A statement by Isiaka Gold, Secretary to the State Government, on Wednesday said Mr. Saraki stopped collecting the payment since August 2015 and had returned all he collected prior to that time.
Saraki had earlier said he had returned the pension paid to him to the state government following criticism of state governors collecting pension while holding new political offices.
The senate president had come under attack, especially on social media, following reports that he was still receiving pension from the state government.
But Mr. Gold said Saraki, on his own volition, considered the morality of the situation in which the pension would put him since he is still a serving senator and “chose to abandon his legal rights.”
The statement read: “The (Kwara) State Government wishes to make the following clarifications.
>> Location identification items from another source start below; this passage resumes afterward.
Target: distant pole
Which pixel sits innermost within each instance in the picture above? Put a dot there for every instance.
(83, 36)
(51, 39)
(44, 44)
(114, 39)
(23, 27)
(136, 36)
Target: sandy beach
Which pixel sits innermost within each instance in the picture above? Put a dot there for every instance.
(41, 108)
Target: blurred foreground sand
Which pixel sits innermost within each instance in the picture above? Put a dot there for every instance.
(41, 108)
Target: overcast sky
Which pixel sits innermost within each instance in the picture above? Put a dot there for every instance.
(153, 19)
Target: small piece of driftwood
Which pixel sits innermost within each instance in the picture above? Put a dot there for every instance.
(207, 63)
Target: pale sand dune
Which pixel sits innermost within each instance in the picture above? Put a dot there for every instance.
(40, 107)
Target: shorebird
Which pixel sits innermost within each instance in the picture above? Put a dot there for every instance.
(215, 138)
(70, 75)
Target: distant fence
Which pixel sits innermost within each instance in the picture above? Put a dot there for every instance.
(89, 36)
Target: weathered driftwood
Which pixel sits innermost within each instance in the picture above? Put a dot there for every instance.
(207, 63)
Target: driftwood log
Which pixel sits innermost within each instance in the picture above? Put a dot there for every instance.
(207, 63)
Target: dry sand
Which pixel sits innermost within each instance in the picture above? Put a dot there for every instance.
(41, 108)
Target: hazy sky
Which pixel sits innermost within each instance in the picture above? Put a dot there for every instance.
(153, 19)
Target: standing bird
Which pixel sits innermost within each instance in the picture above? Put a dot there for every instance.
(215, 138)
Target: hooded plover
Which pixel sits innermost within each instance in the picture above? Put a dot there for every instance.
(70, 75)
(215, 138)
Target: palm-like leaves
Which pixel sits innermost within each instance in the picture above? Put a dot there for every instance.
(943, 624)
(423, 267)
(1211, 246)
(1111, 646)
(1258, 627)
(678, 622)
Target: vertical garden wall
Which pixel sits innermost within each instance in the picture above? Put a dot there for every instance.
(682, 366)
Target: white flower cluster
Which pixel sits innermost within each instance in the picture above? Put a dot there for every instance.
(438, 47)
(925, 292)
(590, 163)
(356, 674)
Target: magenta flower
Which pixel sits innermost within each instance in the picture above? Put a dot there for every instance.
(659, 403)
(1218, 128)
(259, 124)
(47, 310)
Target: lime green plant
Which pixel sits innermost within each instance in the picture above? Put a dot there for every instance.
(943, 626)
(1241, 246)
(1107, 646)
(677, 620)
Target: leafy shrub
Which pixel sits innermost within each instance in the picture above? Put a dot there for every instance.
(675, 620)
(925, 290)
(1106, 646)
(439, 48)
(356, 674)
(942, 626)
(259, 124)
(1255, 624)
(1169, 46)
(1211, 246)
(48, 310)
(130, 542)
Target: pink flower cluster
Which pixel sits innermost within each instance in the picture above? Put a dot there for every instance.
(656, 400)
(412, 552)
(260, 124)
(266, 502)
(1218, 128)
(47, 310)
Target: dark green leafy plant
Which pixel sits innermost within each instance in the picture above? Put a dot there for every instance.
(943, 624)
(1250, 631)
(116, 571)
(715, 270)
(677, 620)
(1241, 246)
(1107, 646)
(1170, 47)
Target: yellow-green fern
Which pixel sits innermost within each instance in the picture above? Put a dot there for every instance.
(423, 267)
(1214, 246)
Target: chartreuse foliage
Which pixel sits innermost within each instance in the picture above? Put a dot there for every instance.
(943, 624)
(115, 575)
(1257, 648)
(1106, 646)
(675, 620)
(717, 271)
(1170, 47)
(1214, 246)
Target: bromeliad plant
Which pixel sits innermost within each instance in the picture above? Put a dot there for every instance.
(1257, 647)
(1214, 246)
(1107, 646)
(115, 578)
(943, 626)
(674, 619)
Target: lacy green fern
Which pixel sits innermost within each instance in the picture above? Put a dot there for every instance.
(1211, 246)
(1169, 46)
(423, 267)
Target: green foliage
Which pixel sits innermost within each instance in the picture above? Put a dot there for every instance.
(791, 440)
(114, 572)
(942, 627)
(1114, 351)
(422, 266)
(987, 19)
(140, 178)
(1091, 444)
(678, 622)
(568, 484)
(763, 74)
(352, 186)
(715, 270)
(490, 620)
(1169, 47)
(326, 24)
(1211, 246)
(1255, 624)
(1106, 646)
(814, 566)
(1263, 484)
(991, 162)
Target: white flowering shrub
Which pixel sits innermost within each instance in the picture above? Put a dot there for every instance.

“That Dr. Saraki, as a two-term governor, is entitled to pension as stipulated by the third schedule, Paragraph D (i) of the Governor and Deputy Governor ((payment of pension) Law, No. 12 of 2010 of Kwara State.
“That the said pension has been duly remitted to his account, like other former governors’, since he left office but when via a letter dated 20th August 2015 addressed to the state government, Dr Saraki requested that the payment of pension to his account be stopped and the amount already credited to the account be refunded to the government, the state government promptly complied.
“That the government not only stopped the payment of the said pension, the amount already paid into Dr. Saraki’s account since he left office was deducted from the money owed to him as well as his other outstanding lawful entitlements.”
Commenting further, he said: “it should be noted that neither the Kwara State Government nor Bukola Saraki violated the state pension law or any other law for that matter. The State Pension Law empowers the State Government to pay pension to former governors of the state.
“That the Kwara State Government will want to reiterate the fact that it was Dr Saraki who on his own volition considered the morality of the situation in which the pension would put him since he is still a serving Senator and chose to abandon his legal rights. We believe he should be commended for decision.